I always felt that I would pursue something in a creative field and found that ultimately my true passion lay in photography. I wanted to find a niche where there would be less competition for my new art which led me to decide on jewellery and watch photography, which has certainly proved to be both very challenging and creative.
What is the most difficult challenge in the photography business?
I think that the most difficult challenge for any jewellery photographer is getting the client to understand that there is no such thing as a ‘magic camera’ which takes the perfect photograph in just one click. Jewellery photography is extremely time consuming and technically challenging. This field of photography requires skills that take years to master and I am still learning.
Tell us little about your studio.
My studio is located across the street from my home in the heart of Belgravia in London and many happy hours are spent there creating new ideas and developing techniques to ensure that my clients are satisfied with my work.
What is the most expensive item you have ever photographed?
I have been privileged to have photographed some truly exquisite items of jewellery over my career from some of the known jewellery houses and also from my clients’ private collections, some items worth 6 and even 7 figures.
Where do you see yourself as a photographer in 10 years?
I can’t predict a decade ahead, but as the saying goes: ‘It is not how far you have to go, but rather how far you have come’ I have gained so much more knowledge and experience since my humble beginnings and the first camera. My aspiration is to become one of the top jewellery photographers.
What is the most challenging shoot you’ve been on?

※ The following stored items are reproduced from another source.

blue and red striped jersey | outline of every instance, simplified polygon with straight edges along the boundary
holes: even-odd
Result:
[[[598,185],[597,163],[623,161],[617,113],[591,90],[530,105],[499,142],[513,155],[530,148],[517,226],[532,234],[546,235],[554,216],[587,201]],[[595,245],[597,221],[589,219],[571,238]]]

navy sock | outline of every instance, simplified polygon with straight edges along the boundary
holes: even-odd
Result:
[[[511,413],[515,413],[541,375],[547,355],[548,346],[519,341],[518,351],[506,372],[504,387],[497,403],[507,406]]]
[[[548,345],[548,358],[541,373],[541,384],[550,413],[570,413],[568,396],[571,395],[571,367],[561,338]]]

My most challenging project was to shoot gold, platinum and palladium for GFMS (precious metals’ research company) for their yearly magazine cover. The shoot took place in Switzerland in a bank vault. It was a very interesting experience.
What is the one thing you wish you knew when you started taking photos?
I wish I knew about Alex Koloskov earlier in my career. He is a photographer who helps other photographers to achieve their goals. I have learnt a lot from his tutorials on his Photigy website and I am very grateful for all of his help and advice.